The Summer House Party
Page 37
‘You actually saw this list?’ asked the brigadier.
‘Yes, sir. I have a copy.’ He reached into his pocket and produced the list, handing it to the brigadier.
The brigadier unfolded the document and scanned it with keen eyes. ‘How long have you had this?’
‘A couple of months. Perhaps I should have brought it to your attention sooner, but I wanted to find out more information as to the reason why Paul Latimer’s name might have appeared on it. He’s a friend, and I didn’t want to create needless trouble for him. You see, he was – is – a keen racing driver, with a team car he used to race all over Europe before the war. He was in Germany a lot, and he had friends there. English friends who might, with hindsight, be seen as being sympathetic to the Nazi regime. I thought his name might be on that list for the wrong reasons – or innocuous ones, at any rate – and I wanted to be doubly sure before I spoke to anyone. So I wrote to Bill Shirer in the United States, thinking he might be able to shed some light, and this morning’ – Dan dipped into his breast pocket and produced Shirer’s letter – ‘I received his reply.’ He handed the letter to the brigadier, who unfolded and read it.
‘You did the right thing in coming to me. One could wish you had done it sooner, but I think I understand your reasons.’ The brigadier folded the letter up and returned it to Dan. Then he uncapped his pen and wrote a few notes. ‘Latimer’s name isn’t familiar to me, but you say you think he’s been engaged in government work since the beginning of the war?’
‘That’s my understanding, sir. Possibly before, for all I know. Naturally, he’s said nothing to anyone about what he does, but he’s away from his family for weeks at a time, and they assume that’s what he’s doing.’
The brigadier tapped his thumb with his pen thoughtfully. ‘I’ll get on to this straight away.’ He stood up, and Dan rose, too. ‘You may hear from me about this – and then again, you may hear nothing at all.’ He flashed one of his quick smiles.

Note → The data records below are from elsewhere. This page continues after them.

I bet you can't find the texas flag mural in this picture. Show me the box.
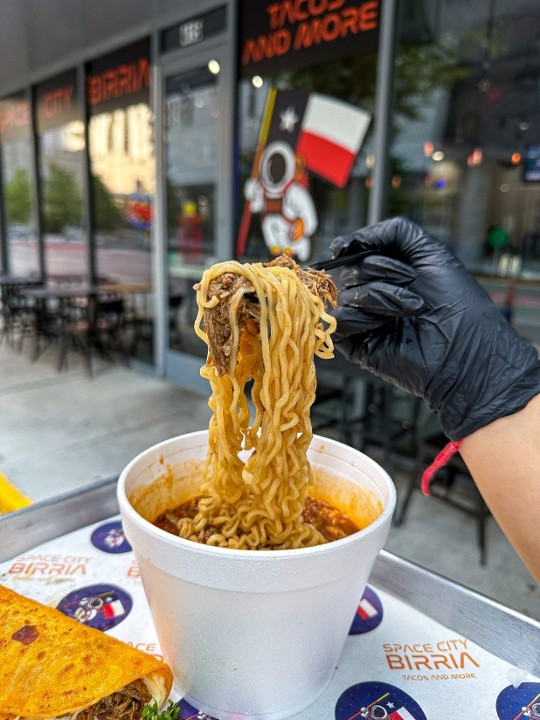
[237,88,371,261]
[296,93,370,187]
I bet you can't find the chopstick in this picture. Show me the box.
[309,249,378,270]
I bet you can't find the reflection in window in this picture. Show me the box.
[0,94,40,275]
[87,40,155,362]
[36,71,88,279]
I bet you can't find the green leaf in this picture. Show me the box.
[142,700,180,720]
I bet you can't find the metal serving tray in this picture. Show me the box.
[0,477,540,676]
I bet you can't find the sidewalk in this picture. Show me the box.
[0,344,540,620]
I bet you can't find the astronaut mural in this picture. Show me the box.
[237,89,371,262]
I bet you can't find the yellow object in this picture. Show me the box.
[0,472,32,514]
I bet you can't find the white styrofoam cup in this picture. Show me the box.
[118,431,396,720]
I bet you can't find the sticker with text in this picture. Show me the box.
[496,683,540,720]
[57,585,133,630]
[90,520,132,554]
[336,682,427,720]
[349,587,383,635]
[383,638,480,681]
[5,553,92,582]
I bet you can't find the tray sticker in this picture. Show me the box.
[336,682,427,720]
[57,585,133,630]
[497,683,540,720]
[176,698,218,720]
[349,586,383,635]
[90,520,132,554]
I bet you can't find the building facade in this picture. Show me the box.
[0,0,540,391]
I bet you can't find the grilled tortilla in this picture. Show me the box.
[0,585,172,720]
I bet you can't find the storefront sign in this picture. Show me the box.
[36,70,81,134]
[161,7,227,53]
[0,94,31,143]
[240,0,382,77]
[86,40,151,114]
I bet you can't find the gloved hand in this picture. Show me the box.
[330,218,540,440]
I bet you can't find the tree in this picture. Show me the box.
[43,163,82,233]
[5,168,32,225]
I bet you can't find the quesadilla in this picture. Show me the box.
[0,585,172,720]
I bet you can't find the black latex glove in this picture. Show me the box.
[330,218,540,440]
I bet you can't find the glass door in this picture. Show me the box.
[163,50,230,386]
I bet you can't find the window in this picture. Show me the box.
[36,71,88,278]
[0,93,40,275]
[87,40,155,362]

Dan saluted and left the brigadier’s office. He went back to Belgravia. He could scarcely believe what he’d done. Perhaps he should have waited. Perhaps he should have put the accusation to Paul to see what he said. But that would have been ridiculously foolhardy, and might have led to more damage, possibly even lives being lost. No, he’d done what he had to. Now events must take their course.
*
It was late autumn before Meg managed to go to Belgravia. The silence in the house was profound. On the mat lay several letters. She leafed through them until she found one addressed to her, postmarked Scotland, from Dan. Then she noticed the envelope propped up next to the little vase, and went into the drawing room to read both. She read the most recent letter first. Dan gave no details of where he was and what he’d been doing, just that it had been ‘bloody cold’, but that thinking of her made it bearable, that he was well, and that he would have two weeks’ leave over Christmas. He would be home on the eighteenth. Could she get away to be with him? She stared at his handwriting for a long time, as though its very shape and form could bring him closer. Then she put it away and read the first letter, which was charged with the passion and intimacy of their time together, still fresh in his heart at the time of writing. She read it through twice. She was about to put the letters in her handbag, but hesitated. She wanted to have them with her, so that she could reread them whenever she wanted, but she knew, too, that she mustn’t allow the remotest possibility of anyone finding them. Reluctantly she opened the drawer of the hall table and slipped them inside.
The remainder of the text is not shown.